Using the standard normal distribution table or software, we find that the probability P(Z* ≤ 0) is 0.5.
Therefore, if both X and Y are standard normal random variables, the probability that the sum of X and Y is less than or equal to zero is 0.5.
To find the probability that the sum of a standard normal random variable X and another random variable Y is less than or equal to zero, we need to consider the distribution of the sum of two random variables.
When two random variables are summed, their resulting distribution is the convolution of their individual distributions. In this case, since X is a standard normal random variable, its distribution is a standard normal distribution with mean 0 and standard deviation 1.
Let's assume that Y is another random variable with its own distribution, denoted as f(y).
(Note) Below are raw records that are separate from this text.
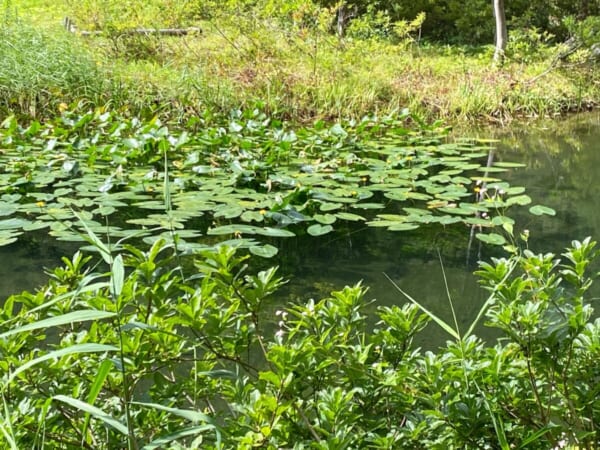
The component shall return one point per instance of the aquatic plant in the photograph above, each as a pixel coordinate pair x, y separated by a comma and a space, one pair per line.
147, 351
245, 177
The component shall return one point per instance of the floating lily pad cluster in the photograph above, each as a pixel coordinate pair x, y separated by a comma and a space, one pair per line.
251, 177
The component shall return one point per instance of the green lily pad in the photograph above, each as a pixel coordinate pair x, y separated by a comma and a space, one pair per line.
539, 210
491, 238
319, 230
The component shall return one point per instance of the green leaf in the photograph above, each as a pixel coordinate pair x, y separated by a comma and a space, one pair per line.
491, 238
521, 200
451, 331
72, 317
318, 230
539, 210
94, 411
160, 442
117, 276
95, 389
72, 350
265, 251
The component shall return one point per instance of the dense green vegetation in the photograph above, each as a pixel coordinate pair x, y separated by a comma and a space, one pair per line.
153, 353
180, 162
287, 58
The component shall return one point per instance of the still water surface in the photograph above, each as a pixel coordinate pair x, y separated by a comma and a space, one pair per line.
562, 171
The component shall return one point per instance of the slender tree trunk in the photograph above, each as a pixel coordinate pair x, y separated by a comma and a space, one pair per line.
501, 31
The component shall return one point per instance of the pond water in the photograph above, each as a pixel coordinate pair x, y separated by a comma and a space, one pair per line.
562, 161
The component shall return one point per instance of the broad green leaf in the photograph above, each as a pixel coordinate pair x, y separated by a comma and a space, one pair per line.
540, 210
318, 230
491, 238
265, 251
117, 276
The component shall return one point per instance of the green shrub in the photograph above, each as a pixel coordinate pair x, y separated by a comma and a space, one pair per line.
151, 353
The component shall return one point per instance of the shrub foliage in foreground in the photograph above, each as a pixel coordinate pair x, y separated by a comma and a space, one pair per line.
152, 354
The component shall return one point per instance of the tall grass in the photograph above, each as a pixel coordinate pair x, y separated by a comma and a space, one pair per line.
295, 73
39, 71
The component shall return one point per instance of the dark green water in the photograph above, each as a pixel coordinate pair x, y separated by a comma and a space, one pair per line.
562, 171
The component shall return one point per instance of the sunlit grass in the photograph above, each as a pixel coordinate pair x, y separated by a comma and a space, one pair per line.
310, 75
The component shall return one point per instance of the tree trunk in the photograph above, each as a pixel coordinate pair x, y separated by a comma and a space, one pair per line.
501, 31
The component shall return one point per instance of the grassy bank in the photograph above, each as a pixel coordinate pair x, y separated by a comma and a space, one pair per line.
300, 74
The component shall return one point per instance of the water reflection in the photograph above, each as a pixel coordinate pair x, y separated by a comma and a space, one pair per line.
562, 171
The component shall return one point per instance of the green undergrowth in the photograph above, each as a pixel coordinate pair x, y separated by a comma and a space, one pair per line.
295, 71
153, 350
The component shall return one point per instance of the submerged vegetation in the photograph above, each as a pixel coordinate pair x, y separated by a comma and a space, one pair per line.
252, 176
149, 354
176, 161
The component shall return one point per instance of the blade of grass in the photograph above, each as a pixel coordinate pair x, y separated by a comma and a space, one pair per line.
94, 411
95, 389
72, 350
72, 317
433, 317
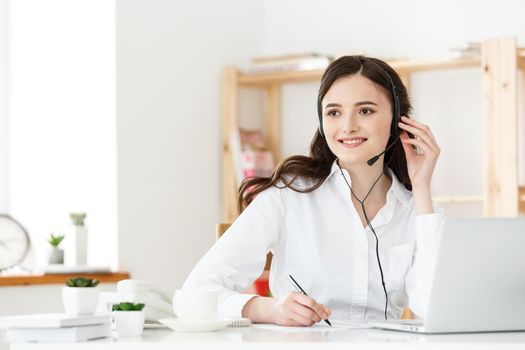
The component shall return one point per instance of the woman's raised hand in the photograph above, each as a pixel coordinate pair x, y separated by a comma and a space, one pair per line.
420, 166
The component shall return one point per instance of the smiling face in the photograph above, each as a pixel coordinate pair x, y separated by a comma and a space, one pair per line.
356, 119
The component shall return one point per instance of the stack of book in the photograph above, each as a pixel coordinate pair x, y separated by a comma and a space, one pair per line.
285, 63
250, 157
469, 50
56, 328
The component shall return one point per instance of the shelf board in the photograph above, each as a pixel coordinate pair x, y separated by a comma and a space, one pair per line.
264, 79
60, 278
459, 199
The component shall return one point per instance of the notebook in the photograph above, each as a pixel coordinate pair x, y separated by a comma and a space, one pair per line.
58, 335
52, 320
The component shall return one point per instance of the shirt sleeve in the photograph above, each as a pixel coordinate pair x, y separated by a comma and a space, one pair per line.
418, 282
239, 256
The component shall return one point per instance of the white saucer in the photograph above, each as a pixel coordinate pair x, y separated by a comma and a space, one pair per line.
195, 326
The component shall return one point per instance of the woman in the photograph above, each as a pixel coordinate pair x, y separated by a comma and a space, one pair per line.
359, 235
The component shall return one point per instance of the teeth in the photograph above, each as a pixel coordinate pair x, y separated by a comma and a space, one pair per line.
349, 142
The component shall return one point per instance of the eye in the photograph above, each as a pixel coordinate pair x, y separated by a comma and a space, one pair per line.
366, 111
332, 113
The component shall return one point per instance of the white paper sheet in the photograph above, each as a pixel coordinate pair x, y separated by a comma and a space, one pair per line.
318, 327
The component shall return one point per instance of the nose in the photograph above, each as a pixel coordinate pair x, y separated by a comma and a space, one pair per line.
350, 124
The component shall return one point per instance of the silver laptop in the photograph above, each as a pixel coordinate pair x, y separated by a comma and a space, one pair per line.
479, 282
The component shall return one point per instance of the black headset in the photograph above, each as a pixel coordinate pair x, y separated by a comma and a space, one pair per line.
394, 132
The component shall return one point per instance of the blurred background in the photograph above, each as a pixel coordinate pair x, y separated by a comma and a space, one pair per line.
115, 107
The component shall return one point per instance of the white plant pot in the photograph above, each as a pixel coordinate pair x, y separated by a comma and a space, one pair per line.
80, 300
55, 255
76, 253
129, 323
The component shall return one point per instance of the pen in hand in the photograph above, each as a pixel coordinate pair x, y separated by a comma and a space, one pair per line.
297, 286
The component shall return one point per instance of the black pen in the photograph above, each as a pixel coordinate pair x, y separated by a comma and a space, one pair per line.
296, 285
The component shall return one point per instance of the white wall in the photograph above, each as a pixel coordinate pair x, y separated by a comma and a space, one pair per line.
449, 101
170, 56
62, 127
4, 25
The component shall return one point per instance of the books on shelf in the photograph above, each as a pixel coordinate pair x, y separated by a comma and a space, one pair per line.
54, 269
250, 157
468, 50
292, 62
56, 327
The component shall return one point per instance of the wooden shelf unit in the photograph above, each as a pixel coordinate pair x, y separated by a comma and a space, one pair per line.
499, 62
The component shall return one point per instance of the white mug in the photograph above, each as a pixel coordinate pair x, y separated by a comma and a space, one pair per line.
195, 305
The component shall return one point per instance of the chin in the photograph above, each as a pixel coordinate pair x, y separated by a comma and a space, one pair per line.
352, 159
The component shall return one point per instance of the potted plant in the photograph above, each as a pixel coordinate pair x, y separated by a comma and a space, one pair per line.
56, 255
129, 319
77, 245
80, 296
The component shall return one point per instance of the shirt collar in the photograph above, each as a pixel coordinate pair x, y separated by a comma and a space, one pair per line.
397, 189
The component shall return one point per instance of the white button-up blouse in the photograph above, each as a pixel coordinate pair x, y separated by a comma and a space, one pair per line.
318, 238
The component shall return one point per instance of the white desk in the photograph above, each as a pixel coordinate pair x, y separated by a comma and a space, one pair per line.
251, 338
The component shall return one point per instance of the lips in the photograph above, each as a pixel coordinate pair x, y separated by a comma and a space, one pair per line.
352, 140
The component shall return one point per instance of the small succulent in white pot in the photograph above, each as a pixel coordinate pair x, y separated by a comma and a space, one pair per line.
129, 319
80, 296
56, 255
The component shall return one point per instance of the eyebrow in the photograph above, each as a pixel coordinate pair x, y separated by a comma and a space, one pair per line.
360, 103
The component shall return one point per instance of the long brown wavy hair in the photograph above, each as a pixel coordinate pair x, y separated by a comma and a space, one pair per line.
317, 166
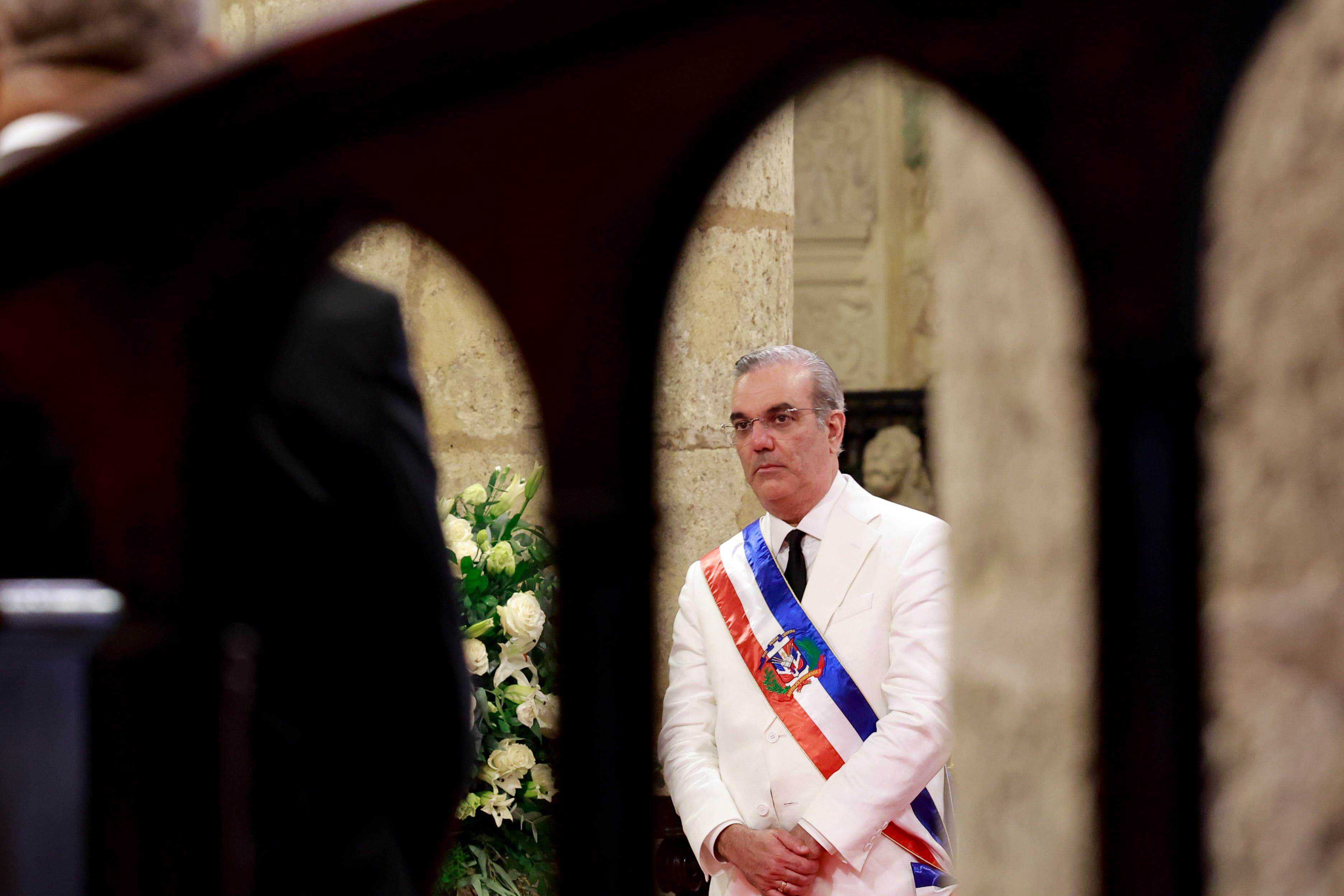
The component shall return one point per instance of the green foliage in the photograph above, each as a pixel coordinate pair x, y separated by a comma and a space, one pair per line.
507, 854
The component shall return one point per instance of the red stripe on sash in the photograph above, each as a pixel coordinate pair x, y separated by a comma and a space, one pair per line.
913, 845
793, 717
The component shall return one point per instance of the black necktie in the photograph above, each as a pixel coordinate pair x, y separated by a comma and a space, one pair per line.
796, 571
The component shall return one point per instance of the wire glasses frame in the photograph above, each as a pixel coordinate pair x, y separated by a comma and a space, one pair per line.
779, 422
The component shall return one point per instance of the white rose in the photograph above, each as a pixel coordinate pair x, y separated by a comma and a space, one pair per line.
456, 530
511, 757
526, 711
545, 781
477, 660
473, 495
514, 660
549, 715
507, 765
522, 617
498, 807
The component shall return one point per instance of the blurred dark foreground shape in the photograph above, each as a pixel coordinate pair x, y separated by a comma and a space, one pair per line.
276, 680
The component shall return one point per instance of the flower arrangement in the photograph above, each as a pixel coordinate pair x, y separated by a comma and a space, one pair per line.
507, 588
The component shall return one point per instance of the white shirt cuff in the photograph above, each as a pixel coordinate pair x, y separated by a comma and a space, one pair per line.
816, 836
711, 864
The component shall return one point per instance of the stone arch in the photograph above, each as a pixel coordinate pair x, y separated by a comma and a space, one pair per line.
1014, 453
1275, 505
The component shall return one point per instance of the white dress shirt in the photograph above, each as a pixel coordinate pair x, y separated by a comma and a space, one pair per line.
36, 131
813, 526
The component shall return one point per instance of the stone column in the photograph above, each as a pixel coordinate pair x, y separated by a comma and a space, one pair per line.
1013, 451
479, 401
733, 293
1275, 426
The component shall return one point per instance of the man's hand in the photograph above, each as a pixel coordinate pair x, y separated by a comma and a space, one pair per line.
775, 862
815, 849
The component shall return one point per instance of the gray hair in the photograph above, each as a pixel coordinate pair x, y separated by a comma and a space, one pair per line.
123, 36
826, 386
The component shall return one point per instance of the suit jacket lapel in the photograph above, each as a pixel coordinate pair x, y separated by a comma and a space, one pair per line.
843, 550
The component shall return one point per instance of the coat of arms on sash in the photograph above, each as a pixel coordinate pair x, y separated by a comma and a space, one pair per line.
795, 661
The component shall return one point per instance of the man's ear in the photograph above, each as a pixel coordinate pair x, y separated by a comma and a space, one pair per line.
835, 429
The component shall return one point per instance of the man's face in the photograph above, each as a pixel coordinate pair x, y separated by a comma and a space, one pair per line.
792, 471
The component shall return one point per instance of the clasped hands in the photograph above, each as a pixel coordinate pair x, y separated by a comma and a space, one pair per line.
776, 862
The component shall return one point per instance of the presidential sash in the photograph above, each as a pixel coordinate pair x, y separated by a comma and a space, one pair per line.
808, 688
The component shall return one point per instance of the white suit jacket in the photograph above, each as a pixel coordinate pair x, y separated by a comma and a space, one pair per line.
879, 594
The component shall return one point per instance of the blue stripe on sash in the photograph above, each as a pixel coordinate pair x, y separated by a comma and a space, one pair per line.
927, 876
928, 815
789, 615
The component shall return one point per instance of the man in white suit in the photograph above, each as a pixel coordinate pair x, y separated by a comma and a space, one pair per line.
806, 722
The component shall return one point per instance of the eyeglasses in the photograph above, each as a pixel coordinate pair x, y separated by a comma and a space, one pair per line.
779, 424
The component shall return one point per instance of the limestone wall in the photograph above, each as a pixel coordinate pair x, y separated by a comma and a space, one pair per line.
733, 293
486, 413
863, 283
1014, 454
1275, 447
927, 256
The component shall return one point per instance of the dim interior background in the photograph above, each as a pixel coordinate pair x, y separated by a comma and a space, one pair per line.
928, 256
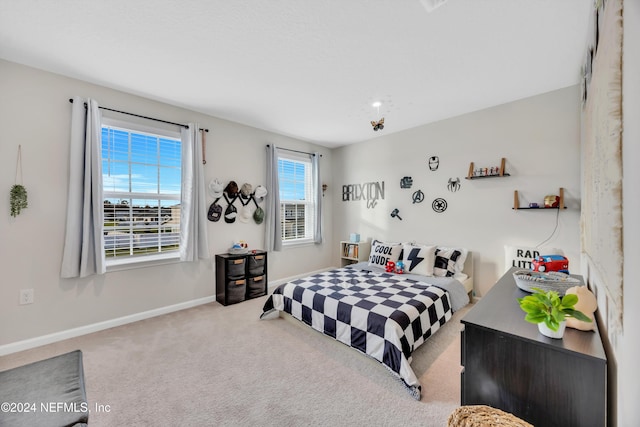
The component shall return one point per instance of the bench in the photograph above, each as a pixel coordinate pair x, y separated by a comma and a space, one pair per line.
49, 392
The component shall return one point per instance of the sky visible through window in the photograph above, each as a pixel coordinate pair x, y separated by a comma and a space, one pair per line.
140, 163
292, 180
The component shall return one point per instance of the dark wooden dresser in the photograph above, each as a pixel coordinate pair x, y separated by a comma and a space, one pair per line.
509, 365
240, 277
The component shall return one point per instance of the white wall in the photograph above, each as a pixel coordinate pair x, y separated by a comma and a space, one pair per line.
627, 344
35, 112
538, 136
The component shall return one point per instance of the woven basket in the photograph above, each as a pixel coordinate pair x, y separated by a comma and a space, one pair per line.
483, 416
552, 281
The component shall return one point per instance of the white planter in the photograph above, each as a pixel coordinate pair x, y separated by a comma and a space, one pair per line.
544, 330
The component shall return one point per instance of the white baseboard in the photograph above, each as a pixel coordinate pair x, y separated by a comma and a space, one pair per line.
95, 327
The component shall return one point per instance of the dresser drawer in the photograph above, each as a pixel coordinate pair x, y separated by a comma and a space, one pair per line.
256, 264
256, 286
236, 268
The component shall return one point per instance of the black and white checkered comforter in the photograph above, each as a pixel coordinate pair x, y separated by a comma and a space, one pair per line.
385, 316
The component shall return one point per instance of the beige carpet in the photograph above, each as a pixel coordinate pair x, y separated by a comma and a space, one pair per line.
222, 366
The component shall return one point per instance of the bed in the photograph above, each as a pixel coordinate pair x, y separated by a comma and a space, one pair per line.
383, 315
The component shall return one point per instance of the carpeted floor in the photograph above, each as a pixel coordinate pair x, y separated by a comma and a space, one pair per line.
222, 366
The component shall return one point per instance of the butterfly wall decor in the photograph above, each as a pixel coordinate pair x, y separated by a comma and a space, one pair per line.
379, 125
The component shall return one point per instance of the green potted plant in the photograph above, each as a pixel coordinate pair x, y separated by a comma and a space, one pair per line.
550, 311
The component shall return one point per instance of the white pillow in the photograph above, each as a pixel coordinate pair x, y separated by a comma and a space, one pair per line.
521, 256
419, 259
382, 252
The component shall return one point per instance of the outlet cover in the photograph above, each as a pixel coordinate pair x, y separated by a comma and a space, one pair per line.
26, 296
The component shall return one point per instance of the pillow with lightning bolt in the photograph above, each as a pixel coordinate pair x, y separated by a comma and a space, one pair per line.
419, 259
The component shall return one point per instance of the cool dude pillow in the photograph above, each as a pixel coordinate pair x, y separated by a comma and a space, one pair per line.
382, 252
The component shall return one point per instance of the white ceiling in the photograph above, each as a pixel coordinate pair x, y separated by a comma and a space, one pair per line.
307, 69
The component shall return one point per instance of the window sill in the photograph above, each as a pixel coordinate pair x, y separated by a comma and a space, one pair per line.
297, 243
141, 262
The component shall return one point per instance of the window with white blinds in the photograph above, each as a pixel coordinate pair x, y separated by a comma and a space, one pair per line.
142, 180
297, 206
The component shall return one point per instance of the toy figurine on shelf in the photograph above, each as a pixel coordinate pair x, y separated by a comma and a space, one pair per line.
390, 267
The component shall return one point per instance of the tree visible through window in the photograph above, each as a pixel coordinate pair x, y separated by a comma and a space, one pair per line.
297, 213
141, 173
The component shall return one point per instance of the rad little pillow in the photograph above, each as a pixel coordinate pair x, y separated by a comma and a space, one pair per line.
419, 259
382, 252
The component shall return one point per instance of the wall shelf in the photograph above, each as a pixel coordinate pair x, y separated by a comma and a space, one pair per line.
516, 202
353, 252
498, 174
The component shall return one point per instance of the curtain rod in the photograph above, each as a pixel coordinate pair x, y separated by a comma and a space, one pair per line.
295, 151
142, 117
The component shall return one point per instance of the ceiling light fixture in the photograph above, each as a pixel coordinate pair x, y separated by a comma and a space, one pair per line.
431, 5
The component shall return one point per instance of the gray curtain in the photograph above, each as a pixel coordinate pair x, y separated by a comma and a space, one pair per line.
83, 253
317, 194
193, 220
273, 232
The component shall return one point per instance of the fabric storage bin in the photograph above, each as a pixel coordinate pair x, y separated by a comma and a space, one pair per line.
235, 268
256, 264
255, 287
236, 290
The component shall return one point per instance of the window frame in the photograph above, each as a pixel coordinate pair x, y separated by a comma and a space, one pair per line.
310, 216
156, 258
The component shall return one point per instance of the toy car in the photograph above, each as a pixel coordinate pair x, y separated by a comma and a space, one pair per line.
550, 263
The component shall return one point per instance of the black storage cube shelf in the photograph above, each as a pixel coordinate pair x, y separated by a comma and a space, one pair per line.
240, 277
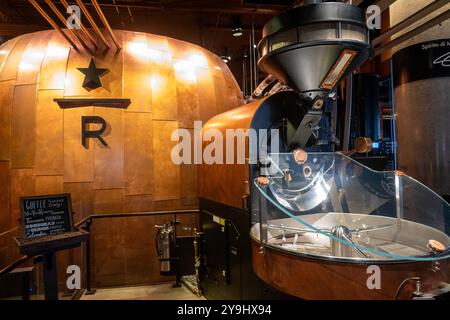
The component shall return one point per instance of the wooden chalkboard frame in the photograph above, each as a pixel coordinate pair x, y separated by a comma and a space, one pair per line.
60, 195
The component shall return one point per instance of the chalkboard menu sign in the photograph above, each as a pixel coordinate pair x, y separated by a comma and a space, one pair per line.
46, 215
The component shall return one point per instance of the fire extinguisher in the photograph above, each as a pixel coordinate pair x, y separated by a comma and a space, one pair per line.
164, 246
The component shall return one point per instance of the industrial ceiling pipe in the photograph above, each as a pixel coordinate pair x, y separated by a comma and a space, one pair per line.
82, 27
92, 23
63, 20
105, 23
53, 23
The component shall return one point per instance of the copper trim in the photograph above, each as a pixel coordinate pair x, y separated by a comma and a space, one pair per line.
329, 86
52, 23
92, 23
83, 28
105, 22
63, 20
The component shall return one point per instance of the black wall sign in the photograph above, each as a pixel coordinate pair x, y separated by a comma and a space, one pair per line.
46, 215
422, 61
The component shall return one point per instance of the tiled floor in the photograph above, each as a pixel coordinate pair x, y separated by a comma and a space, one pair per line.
154, 292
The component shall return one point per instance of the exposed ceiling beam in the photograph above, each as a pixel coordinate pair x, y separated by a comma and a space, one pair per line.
407, 36
14, 30
229, 9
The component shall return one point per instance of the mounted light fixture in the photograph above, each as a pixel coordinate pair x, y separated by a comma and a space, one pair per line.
225, 58
237, 27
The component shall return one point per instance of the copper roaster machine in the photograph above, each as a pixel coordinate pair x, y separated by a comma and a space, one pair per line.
304, 221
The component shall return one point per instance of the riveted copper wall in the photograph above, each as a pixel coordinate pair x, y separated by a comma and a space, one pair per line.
170, 83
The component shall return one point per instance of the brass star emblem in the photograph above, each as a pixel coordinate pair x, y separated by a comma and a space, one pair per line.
92, 74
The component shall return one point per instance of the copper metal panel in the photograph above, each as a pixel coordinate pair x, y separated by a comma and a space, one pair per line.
164, 89
45, 185
78, 161
138, 169
207, 94
189, 174
53, 70
112, 80
109, 251
74, 78
137, 72
30, 65
49, 134
158, 42
344, 281
142, 265
188, 106
221, 89
23, 143
162, 205
164, 92
82, 195
5, 215
179, 49
6, 99
22, 184
11, 64
166, 173
108, 201
227, 183
109, 160
138, 203
5, 50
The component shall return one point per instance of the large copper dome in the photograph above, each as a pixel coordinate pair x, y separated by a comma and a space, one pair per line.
170, 84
To find the probability that X + Y ≤ 0, we need to evaluate the convolution of the distributions of X and Y, and then calculate the area under the resulting density function up to and including zero.
Given that X has a standard normal distribution, its probability density function (pdf) is given by:
f(x) = (1 / √(2π)) * e^(-x^2 / 2)
To find the convolution of X and Y, we need to integrate the following expression:
∫[f(x) * f(y-x)] dx
where f(y-x) is the pdf of Y.
Since we do not have information about the specific distribution of Y, it is not possible to provide an exact solution to this problem. The answer will depend on the distribution of Y.
However, if Y is also a standard normal random variable, then the sum X + Y will follow a normal distribution with mean 0 (mean of X) + 0 (mean of Y) = 0, and standard deviation √(1^2 + 1^2) = √2.
In this case, to find the probability that X + Y ≤ 0, we can use the standard normal distribution table or a statistical software to calculate the cumulative probability up to zero:
P(X + Y ≤ 0) = P(Z ≤ 0), where Z is a standard normal random variable with mean 0 and standard deviation √2.
Looking up the value in the standard normal distribution table or using a statistical software, we find that P(Z ≤ 0) is approximately 0.5.
Therefore, if Y is also a standard normal random variable, the probability that X + Y is less than or equal to zero is approximately 0.5.